The testing is divided into two: in-house and, if relevant, in-the-field. In those extreme cases where the problem could not be reproduced in-house the testing is relevant only in-the-field, however it does not exempt us from initially testing the solution in-house to verify that we have not caused other unexpected issues with this solution.

If the testing of a solution does not end up with the desired results we go back to the next solution item on the list. When we’ve finished the action plan without a successfully tested solution, we have to go back to our original potential causes in step #3 to see what we’ve missed.

6. Implementation

Once we have tested the solution and verified that it works, the implementation should come automatically like any other feature: insert the solution to future generations, fix existing products (or not, if the Product management decides so) and of course – document everything!

This is not just another feature you are required to document. If the problem returns either because the solution was not full or because somehow the solution was not implemented, we may continue the process from where we’ve last stopped and not do the whole investigation from scratch.

Troubleshooting Team – Core Team and Extended Team

Like every process we manage, the attendance list may be the difference between a successful process and an unsuccessful one. When the problem at hand is a power shutdown in the system, we’d better have the electronics team on board right from the beginning but as the root cause becomes more and more complicated to identify the different technical disciplines are necessary and quite often you find yourself managing 15 participants work meetings. In my opinion a working meeting should not have more than 5-6 participants simply because there is not enough time for so many opinions in a standard timeslot of 30-60 minutes.

When there are too many people in the meeting one of two things usually happens; either the meeting becomes a review led by the person who initiated the meeting or the meeting becomes a total mess where nobody really knows what’s going on. BTW, I know there are managers who do not agree with this statement.

So how do we choose the team?

Divide and conquer

Have two separate teams listed for the process: the core team which includes only the ones that get working action items and have data to present; and the extended team which includes all the need-to-know personnel.

Keep every working meeting small and productive with clear agenda (for example, do not start solving other problems in the same meeting). Brainstorming meetings may include a wider attendance list however allow yourself a longer timeslot in the calendar to allow everyone the chance to share their opinion.

Managers? You will get your dedicated update immediately after the core team meeting, or via summary E-mail. Not enough, no problem – set a periodical update meeting for everyone in the extended team. Just remember that it’ll be a review and not a working meeting which means, that you, as the problem owner, will get all the AIs to be dealt with later with the core team. BTW, come prepared! It’s better to delay the update meeting a bit than to come unprepared and waste everyone’s time in the extended team.

We, of course, do not work in a void. The more urgent and impactful the problem is the more pressure you will get from the top brass to involve certain people in the troubleshooting process or in other words, the team personnel is not always up to us, but when it is, keep it as productive as possible.

Consult with the Elders is always a good idea

The senior engineers and architects are referred to as “senior” and “architects” because of their mileage in the business. It usually comes with their share of solved and unsolved problems they managed.
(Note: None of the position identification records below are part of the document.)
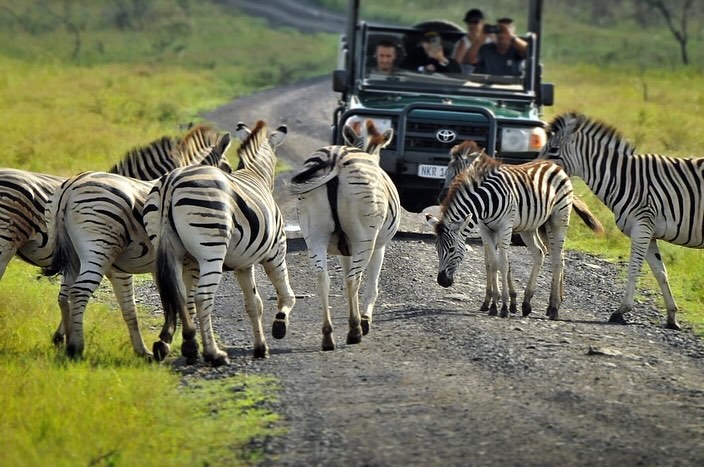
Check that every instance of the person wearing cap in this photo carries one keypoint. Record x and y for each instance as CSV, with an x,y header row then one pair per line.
x,y
432,58
505,56
474,19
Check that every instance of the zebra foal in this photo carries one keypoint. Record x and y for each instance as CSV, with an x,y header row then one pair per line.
x,y
501,199
219,222
348,207
653,197
95,229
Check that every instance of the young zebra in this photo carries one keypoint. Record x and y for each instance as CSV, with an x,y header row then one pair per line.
x,y
653,197
501,199
221,222
347,206
95,225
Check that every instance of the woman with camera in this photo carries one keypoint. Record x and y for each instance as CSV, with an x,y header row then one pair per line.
x,y
504,56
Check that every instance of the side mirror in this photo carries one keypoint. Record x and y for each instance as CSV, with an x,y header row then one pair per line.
x,y
547,93
339,80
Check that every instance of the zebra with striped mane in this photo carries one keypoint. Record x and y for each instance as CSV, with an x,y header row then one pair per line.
x,y
220,222
348,207
653,197
501,199
95,229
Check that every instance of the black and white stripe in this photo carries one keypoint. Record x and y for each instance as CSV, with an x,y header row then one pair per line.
x,y
347,206
96,229
220,222
653,197
501,199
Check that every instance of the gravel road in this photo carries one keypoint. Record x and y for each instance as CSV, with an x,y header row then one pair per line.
x,y
436,381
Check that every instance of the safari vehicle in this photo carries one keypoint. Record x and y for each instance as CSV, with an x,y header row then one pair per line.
x,y
430,113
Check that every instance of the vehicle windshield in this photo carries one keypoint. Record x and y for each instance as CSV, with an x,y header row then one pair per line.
x,y
379,43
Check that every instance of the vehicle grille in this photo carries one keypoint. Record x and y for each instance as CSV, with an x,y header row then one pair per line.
x,y
421,135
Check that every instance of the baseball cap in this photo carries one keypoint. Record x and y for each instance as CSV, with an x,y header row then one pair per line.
x,y
474,14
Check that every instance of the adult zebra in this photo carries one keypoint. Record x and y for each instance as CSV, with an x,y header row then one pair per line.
x,y
653,197
349,207
501,199
95,229
220,222
25,195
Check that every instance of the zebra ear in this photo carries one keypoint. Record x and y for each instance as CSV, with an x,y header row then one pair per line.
x,y
431,220
278,136
349,135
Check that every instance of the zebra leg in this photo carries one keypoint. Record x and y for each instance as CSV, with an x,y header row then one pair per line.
x,y
371,288
537,251
556,236
255,309
210,276
277,271
123,286
656,264
352,267
488,291
503,270
189,342
640,238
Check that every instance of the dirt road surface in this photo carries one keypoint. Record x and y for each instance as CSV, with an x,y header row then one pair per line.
x,y
437,382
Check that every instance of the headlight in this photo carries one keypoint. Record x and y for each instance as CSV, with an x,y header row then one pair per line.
x,y
522,139
381,124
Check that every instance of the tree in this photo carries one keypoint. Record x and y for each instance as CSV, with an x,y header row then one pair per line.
x,y
678,27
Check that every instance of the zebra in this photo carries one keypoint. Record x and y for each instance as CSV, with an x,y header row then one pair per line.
x,y
220,222
653,197
96,229
25,195
349,207
500,199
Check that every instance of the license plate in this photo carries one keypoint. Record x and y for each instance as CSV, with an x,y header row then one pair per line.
x,y
432,171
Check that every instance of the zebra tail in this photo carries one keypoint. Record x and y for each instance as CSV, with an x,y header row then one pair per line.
x,y
168,278
64,259
311,177
589,219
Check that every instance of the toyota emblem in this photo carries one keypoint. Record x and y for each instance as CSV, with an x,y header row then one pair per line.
x,y
445,135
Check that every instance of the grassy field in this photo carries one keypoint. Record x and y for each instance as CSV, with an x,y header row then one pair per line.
x,y
139,76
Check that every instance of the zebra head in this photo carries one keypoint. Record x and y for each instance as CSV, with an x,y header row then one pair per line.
x,y
461,156
449,243
367,137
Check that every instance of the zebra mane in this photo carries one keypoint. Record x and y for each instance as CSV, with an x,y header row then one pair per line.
x,y
573,122
137,155
477,171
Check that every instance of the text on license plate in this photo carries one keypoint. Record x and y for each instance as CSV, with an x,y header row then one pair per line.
x,y
431,171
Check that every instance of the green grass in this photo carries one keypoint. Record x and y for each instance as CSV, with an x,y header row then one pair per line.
x,y
63,114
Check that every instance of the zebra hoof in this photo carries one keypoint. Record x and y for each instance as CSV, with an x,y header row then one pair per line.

Their memory of past issues and troubleshooting process is a gold mine! Just make sure you are on the same page and the advice you get does not involve a product that does not exist anymore . In terms of teams, having at least one senior in the core team and a bunch of them in the extended team is a must in my opinion.

To sum up, running a smooth troubleshooting process is an important aspect of any engineering field and especially in System Engineering. I hope you will get your troubleshooting procedures straightened out after reading this post. And above all, I hope you will not need to use these procedures in your professional lives!